Some adventurous New Yorkers are interested.

Phil Caracci, 64, a retired software consultant who lives in Murray Hill, appreciates having a new and vast outdoor space to use, he said, especially with the omicron variant spreading across the city. “Particularly as we are leaning toward outdoors more than indoors it’s nice to have another option,” he said. “It’s such a peaceful place, you would never know you are a stone’s throw away from Manhattan or Brooklyn.”

He said he would visit even when the temperatures plummeted. “I have tons of ski gear,” he said. “If you ski in the Northeast you know what minus 20 feels like. I am not easily scared off by the cold. We are New Yorkers; we embrace the fact that we have seasons.”

Over the decades, Governors Island has rarely been fully empty during the winter. Army forces were stationed here between the world wars, and a large Coast Guard installation from the 1960s through the ’90s brought thousands of residents year-round. The New York Harbor School, a public high school that trains students for maritime and environmental careers, is open during the academic year. And anyone who works with the Billion Oyster Project, an environmental nonprofit, or has an artist residency at the Lower Manhattan Cultural Council, has also been on the island in the cold and snow.
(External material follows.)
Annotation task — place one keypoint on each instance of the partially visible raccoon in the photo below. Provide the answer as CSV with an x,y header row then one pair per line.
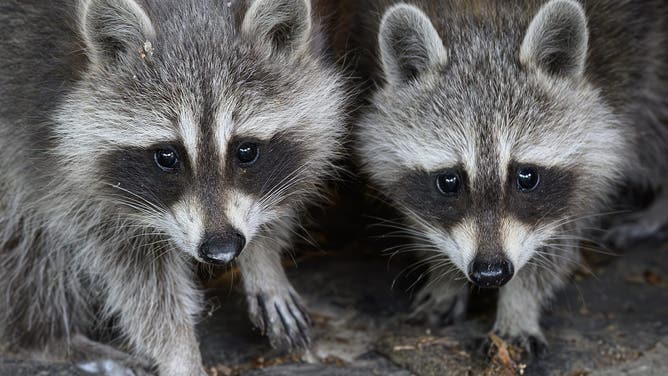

“I was actually here last winter for an artist residency, and I was able to see the island after a blizzard, and it’s fun,” said Joseph Pinlac, who is now a tour guide and gardener on Governors Island. He explained that the island uses snow plows, but that parts of it are left untouched after a big storm for recreation. “One day when I was walking I was tempted to make snowshoes out of twigs.”

Caracci, who owns cross-country skis, is looking forward to gliding across wide expanses of unplowed snow. “With Central Park you have to get there early in the morning to beat the crowds and the plows,” he said. “I would definitely head here to ski instead.”

But New York City is no Vermont, which means there could be plenty of cold, blustery and snowless days coming up.

Michael Jarrells, who lives in Brooklyn and visited Governors Island in December, is not convinced he’ll be returning in say, February. “We had fun ice skating today, but it isn’t enough,” he said. “To be out here in the cold, they would have to open more indoors.”

So far, winter is attracting far fewer visitors than in the summer, when a typical weekend day can bring up to 10,000 visitors to the island, according to the trust. The Winter Village’s opening day, which had balmy weather, drew 1,400 people.

Bruce Monroe, who runs the tour guide program and has been volunteering on the island for a decade, said that winter visitors had been slow and steady, but that the number signing up for tours was in the single digits, down from “as many as 20” a day during the summer.

At Blazing Saddles, the island’s bike rental company, which will also rent winter gear like snowshoes, bicycle rentals have decreased to 10 or 15 per day, as opposed to thousands per day in the summer, according to Barry London, who works at the shop. “We are even selling gloves for $5,” he said. “That is a new thing for us.”

But Monroe seems ready for, and even inspired by, the challenge of making Governors Island a winter getaway for cooped-up New Yorkers.

“A couple of years ago they had a party for volunteers in the commanding officer’s house and they put all these Christmas lights on the pine trees, and there was a dusting of snow on the ground, and I just thought, ‘This could be a beautiful Christmas village,’” he said. “Now we have one.”